Lui, qui n’a pourtant pas l’habitude de rencontrer des célébrités, a été parfaitement naturel, à l’aise. Il n’en a fait ni trop ni trop peu, respectant mon travail avec beaucoup de tact, s’intégrant à la conversation.
J’ai vécu avec et grâce à lui, deux jours parfaits.
J’espère qu’il les a vécus de la même façon…
Il cumule les problèmes, actuellement, dans sa vie.
Mais avec une élégance folle, il le cache sous un sourire, laissant à peine filtrer son exaspération lorsque, vraiment, c’est trop.
Je l’ai déjà dit: il a sa vie, j’ai la mienne.
Je n’ai jamais su, et je ne sais toujours pas pourquoi, dès la première fois où je l’ai rencontré, j’ai compris qu’Il aurait un rôle clé, différent, dans mon existence.
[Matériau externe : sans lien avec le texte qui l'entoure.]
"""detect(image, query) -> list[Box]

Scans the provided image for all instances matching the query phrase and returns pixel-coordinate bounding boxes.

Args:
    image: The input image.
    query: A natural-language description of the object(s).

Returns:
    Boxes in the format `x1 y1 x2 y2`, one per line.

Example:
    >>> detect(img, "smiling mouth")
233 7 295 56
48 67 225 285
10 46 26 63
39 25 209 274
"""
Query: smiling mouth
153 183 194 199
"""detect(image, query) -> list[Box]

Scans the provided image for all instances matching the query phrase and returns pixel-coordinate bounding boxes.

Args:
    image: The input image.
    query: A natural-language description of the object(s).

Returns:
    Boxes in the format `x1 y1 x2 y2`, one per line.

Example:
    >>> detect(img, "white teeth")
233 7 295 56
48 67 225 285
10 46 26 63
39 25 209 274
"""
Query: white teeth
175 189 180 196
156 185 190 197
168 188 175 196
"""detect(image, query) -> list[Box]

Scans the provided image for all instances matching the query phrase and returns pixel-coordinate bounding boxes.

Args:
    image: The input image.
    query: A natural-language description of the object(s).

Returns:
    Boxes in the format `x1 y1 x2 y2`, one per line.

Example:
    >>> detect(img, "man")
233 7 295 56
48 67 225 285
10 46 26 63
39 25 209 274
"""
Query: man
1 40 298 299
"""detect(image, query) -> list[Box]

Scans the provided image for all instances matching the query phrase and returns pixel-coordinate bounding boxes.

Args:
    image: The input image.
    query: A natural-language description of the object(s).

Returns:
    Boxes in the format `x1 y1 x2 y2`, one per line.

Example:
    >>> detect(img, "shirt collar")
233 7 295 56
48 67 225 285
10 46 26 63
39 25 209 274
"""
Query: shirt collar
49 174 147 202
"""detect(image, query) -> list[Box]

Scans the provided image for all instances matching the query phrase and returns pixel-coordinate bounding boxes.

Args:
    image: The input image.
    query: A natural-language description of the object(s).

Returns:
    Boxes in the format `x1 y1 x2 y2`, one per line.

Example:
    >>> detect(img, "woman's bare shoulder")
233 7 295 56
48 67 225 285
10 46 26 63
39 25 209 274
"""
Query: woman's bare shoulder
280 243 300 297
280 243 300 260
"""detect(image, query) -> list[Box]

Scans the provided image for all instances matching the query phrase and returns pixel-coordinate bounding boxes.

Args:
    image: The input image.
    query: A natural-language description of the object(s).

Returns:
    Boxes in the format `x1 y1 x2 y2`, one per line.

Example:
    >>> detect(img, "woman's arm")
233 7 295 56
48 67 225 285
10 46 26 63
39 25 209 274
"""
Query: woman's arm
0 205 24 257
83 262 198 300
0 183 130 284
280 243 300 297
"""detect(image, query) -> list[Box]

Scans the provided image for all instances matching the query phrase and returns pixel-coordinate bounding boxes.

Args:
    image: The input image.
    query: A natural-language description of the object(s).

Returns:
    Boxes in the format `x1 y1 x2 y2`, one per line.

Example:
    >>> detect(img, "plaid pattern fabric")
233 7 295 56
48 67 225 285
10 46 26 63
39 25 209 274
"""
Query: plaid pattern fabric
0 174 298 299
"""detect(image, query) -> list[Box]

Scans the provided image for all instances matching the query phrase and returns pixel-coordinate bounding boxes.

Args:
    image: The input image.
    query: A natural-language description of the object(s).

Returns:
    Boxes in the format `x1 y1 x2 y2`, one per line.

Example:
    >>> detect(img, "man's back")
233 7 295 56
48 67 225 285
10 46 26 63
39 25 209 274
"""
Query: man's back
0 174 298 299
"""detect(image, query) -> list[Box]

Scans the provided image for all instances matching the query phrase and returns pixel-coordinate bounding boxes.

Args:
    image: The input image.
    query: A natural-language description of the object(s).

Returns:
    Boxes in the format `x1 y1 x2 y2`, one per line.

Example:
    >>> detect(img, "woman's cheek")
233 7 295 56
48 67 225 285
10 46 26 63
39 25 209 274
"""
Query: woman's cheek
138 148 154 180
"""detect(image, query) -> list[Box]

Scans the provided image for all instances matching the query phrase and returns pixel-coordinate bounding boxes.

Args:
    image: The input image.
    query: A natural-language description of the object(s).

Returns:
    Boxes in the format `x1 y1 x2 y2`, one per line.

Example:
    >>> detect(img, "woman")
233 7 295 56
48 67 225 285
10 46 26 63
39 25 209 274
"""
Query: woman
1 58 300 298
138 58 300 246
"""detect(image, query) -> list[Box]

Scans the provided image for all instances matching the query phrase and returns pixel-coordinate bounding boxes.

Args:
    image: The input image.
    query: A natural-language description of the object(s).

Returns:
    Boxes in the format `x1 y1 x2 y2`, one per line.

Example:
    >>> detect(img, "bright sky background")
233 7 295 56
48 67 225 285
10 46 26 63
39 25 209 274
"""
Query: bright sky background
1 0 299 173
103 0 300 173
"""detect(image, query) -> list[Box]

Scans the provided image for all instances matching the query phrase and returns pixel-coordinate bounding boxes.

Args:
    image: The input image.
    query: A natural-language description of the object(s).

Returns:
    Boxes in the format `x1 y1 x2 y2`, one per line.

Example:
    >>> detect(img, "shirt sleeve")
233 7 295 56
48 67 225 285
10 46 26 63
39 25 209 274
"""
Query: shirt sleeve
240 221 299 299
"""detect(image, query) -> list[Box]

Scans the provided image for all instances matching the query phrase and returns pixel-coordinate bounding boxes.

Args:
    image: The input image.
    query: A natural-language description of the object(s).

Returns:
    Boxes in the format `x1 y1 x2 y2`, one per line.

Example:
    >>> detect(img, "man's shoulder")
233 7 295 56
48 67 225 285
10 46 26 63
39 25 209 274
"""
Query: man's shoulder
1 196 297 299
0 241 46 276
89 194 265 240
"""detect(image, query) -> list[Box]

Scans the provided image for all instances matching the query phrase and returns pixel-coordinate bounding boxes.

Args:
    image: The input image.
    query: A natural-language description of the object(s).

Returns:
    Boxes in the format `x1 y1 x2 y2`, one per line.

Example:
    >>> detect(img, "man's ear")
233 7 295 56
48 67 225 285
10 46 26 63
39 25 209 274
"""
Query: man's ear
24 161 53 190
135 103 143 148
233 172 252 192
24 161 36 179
Si l’amitié consiste à se sentir bien, en confiance avec quelqu’un, à aimer partager des choses avec lui en étant sur la même longueur d’ondes, à aimer sa présence, son esprit, sa vision des choses, à oser se parler des sujets les plus profonds, sans crainte, à être heureuse de le retrouver, à aimer le découvrir, voir ses réactions et à s’entendre avec Lui comme larrons en foire, alors, je crois que, au fil de ces derniers mois, Il est devenu mon ami.
Enfin… je crois!
En espérant qu’il pense la même chose.